Go back and read that again if you wish (and here’s a table to show the calculations clearly).
This represents a huge increase in feed, all without adding another square foot of land. It more than doubles the feed yielded per acre, plus shade and all the weight gain benefits that come from that, plus a more diverse and resilient ecosystem, plus a great PR campaign!

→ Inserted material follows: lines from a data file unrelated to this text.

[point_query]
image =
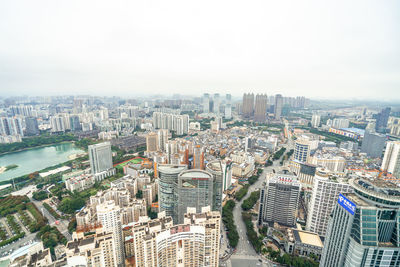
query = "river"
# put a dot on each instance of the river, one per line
(36, 159)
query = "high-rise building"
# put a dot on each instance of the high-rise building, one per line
(151, 142)
(222, 174)
(364, 226)
(315, 120)
(100, 158)
(278, 106)
(391, 159)
(228, 111)
(248, 106)
(193, 190)
(159, 243)
(167, 179)
(32, 127)
(206, 103)
(382, 120)
(260, 113)
(301, 150)
(108, 214)
(373, 144)
(11, 126)
(162, 138)
(198, 157)
(211, 221)
(325, 192)
(217, 104)
(75, 123)
(228, 106)
(279, 200)
(95, 249)
(340, 123)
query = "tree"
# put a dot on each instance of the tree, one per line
(139, 194)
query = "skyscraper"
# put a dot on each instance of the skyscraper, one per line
(279, 200)
(391, 159)
(364, 226)
(198, 158)
(162, 138)
(228, 107)
(222, 174)
(248, 106)
(167, 179)
(11, 126)
(325, 192)
(206, 103)
(301, 150)
(74, 123)
(108, 214)
(315, 120)
(382, 119)
(373, 144)
(32, 127)
(260, 113)
(151, 142)
(193, 190)
(217, 103)
(100, 158)
(278, 106)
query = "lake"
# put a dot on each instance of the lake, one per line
(36, 159)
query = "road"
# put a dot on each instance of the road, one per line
(245, 253)
(63, 224)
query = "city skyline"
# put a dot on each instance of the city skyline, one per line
(273, 48)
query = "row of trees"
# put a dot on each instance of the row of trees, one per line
(227, 218)
(36, 141)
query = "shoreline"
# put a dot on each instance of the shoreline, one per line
(41, 146)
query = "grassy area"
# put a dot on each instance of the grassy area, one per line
(227, 219)
(242, 192)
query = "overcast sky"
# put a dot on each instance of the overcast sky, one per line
(340, 49)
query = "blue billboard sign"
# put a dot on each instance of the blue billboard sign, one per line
(347, 204)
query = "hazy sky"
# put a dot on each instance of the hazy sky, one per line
(337, 48)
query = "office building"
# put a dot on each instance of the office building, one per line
(195, 190)
(339, 123)
(75, 123)
(100, 158)
(222, 176)
(248, 106)
(364, 226)
(108, 214)
(279, 200)
(315, 120)
(278, 106)
(211, 221)
(162, 138)
(198, 158)
(32, 127)
(96, 249)
(373, 144)
(391, 159)
(217, 103)
(11, 126)
(301, 150)
(260, 113)
(228, 106)
(382, 120)
(325, 192)
(167, 179)
(152, 142)
(206, 103)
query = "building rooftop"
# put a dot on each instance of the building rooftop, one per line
(308, 238)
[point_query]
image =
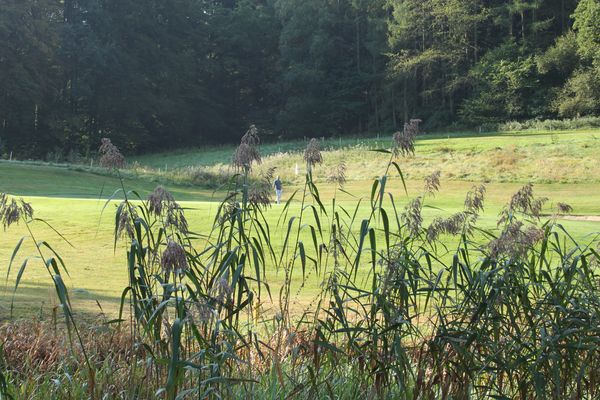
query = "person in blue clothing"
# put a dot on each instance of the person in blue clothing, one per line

Now this is a simplistic model as we’ve already stated. In reality I don’t want people to go create honey locust monocultures. There are a ton of other trees with good practical value in a pasture. Persimmons will drop feed like honey locusts do (dropping fruit from August through January or later depending on variety). If you can grow honey locust, you can grow persimmon. Oaks are another that graziers have used, and burr oaks will bear acorns almost the size of a golf ball. Then you have all kinds of trees that may not drop a mast crop, but will provide other services, like nitrogen fixation (black locusts, alder, mimosa), windbreak (evergreens and any densely planted deciduous trees), leaf fodder as a supplement (mulberry, hybrid poplar, willow). If you’re reading this, I can be confident you recognize the value of a polyculture. But there’s nothing that beats a good honey locust for silvopasture.